We met Donald on the Boulevard de France.
How we found ourselves on the highway is its own story, but let’s just say it involved a party, good looking women who gave the wrong address and not-the-sharpest taxi driver.
After getting satisfactorily lost and eventually learning the correct location, we headed back to the highway to get another cab to the party. And that’s how we met Donald.
The odds that we’d be picked up by a Calabar-raised, Accra-grown, English-speaking Uber driver on the highway at 11pm were really slim, but we weren’t prepared for how much luck we’d end up having on this trip.
Donald dropped us off at the party and didn’t take payment. He only asked for us to take his number and call him again. I saved it as “Donald Saviour”.
We made seven more trips with Donald, and on each one, he’d entertain us with music and conversation. He’d drive slowly, often take the longer route and even work nights just so he could pick us from the club. I don’t know where he lived, but I don’t assume it was close by. And it wasn’t for money, because he always charged less than expected.

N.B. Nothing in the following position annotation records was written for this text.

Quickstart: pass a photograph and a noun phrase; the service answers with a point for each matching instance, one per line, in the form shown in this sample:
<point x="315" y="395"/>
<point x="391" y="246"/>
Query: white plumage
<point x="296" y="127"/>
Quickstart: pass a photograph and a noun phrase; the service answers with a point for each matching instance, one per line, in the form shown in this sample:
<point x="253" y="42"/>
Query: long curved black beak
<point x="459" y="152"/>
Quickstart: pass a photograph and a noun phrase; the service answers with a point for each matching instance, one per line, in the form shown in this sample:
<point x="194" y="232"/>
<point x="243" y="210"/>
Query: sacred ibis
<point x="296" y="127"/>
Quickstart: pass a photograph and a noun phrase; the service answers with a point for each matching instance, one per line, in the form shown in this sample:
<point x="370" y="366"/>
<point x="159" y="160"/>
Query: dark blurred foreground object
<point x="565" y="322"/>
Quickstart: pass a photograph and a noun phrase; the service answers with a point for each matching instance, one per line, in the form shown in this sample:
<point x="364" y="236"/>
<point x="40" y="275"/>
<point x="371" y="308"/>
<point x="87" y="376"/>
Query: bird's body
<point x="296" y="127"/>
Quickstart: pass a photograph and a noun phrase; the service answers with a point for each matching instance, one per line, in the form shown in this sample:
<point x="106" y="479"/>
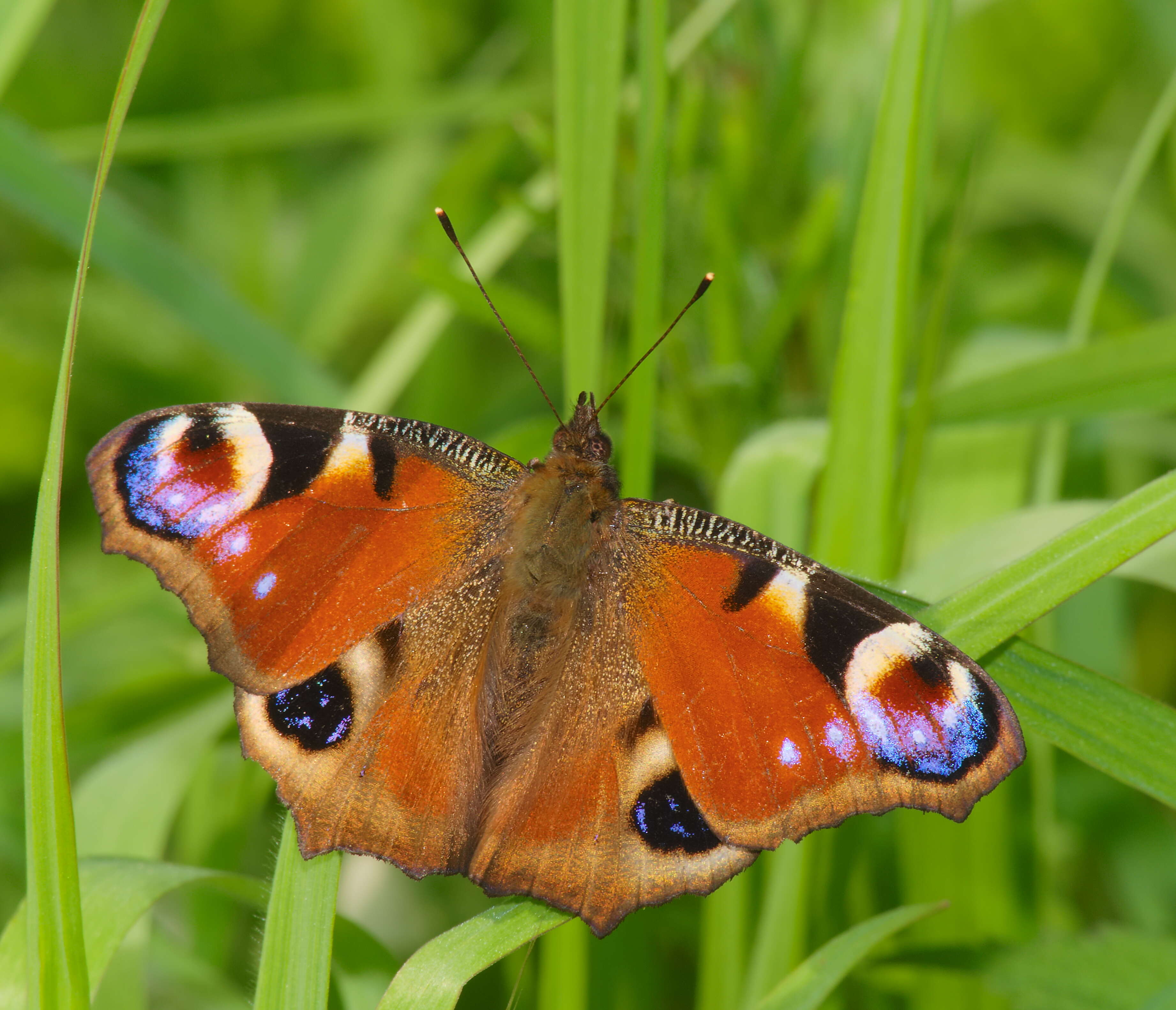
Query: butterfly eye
<point x="668" y="821"/>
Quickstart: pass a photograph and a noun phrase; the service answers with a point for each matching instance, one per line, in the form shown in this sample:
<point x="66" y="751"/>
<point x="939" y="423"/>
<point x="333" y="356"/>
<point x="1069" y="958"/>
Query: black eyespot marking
<point x="648" y="718"/>
<point x="754" y="575"/>
<point x="668" y="821"/>
<point x="833" y="630"/>
<point x="384" y="466"/>
<point x="932" y="670"/>
<point x="204" y="433"/>
<point x="387" y="638"/>
<point x="299" y="455"/>
<point x="317" y="713"/>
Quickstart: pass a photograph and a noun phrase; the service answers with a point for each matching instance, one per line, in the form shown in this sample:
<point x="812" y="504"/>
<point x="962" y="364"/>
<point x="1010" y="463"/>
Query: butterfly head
<point x="583" y="436"/>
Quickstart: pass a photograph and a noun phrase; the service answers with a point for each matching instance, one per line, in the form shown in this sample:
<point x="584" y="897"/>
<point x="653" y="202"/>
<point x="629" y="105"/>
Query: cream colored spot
<point x="252" y="455"/>
<point x="349" y="458"/>
<point x="877" y="654"/>
<point x="786" y="594"/>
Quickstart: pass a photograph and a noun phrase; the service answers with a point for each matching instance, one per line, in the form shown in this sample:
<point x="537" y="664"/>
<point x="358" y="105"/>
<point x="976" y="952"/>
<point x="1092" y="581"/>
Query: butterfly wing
<point x="794" y="699"/>
<point x="293" y="533"/>
<point x="343" y="568"/>
<point x="588" y="811"/>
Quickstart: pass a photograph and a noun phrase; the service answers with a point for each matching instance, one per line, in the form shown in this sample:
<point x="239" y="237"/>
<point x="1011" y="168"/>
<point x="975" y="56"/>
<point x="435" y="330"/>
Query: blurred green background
<point x="268" y="236"/>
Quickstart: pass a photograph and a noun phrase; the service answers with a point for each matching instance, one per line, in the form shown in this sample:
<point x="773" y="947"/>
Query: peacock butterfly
<point x="464" y="665"/>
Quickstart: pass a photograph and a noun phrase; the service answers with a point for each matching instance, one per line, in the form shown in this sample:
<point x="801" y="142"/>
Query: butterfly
<point x="466" y="665"/>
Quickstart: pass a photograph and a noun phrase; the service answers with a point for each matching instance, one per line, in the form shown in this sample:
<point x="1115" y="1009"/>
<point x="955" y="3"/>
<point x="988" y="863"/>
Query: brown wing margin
<point x="793" y="698"/>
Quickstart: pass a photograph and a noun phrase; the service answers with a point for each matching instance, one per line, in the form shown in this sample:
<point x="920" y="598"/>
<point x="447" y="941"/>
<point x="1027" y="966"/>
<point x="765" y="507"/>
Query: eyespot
<point x="668" y="821"/>
<point x="317" y="713"/>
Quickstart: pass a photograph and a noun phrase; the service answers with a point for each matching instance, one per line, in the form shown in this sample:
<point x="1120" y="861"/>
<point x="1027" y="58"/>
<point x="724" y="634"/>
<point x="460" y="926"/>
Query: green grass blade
<point x="396" y="363"/>
<point x="37" y="185"/>
<point x="1129" y="372"/>
<point x="393" y="193"/>
<point x="1094" y="278"/>
<point x="1111" y="727"/>
<point x="807" y="987"/>
<point x="20" y="20"/>
<point x="650" y="249"/>
<point x="694" y="30"/>
<point x="115" y="895"/>
<point x="294" y="973"/>
<point x="56" y="954"/>
<point x="564" y="968"/>
<point x="303" y="120"/>
<point x="722" y="948"/>
<point x="856" y="521"/>
<point x="434" y="976"/>
<point x="984" y="615"/>
<point x="590" y="43"/>
<point x="126" y="804"/>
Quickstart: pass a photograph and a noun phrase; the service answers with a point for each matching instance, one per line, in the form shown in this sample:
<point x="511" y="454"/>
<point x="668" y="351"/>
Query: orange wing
<point x="293" y="533"/>
<point x="793" y="698"/>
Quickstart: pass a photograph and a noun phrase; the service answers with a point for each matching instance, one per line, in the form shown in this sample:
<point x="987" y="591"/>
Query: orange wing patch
<point x="293" y="533"/>
<point x="793" y="698"/>
<point x="745" y="680"/>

The day before we left, we went to lunch with him. It was at the restaurant where he first worked when he moved to Abidjan. We had Attiéké and 3-week old chicken (he made a big deal about how the chicken bones were too soft). He found us so boujee and joked about me undressing my food. 🙄
Obviously Donald liked our company, but it didn’t really hit home until the final trip. En route the airport, driving slowly, taking the longer way as usual, he mentioned that he didn’t have many friends. Actually, what he said was that he had no friends, but I hope he was being dramatic.
Donald reminded me (again) that feeling at home and having friends who speak your language—literally and metaphorically—is a gift.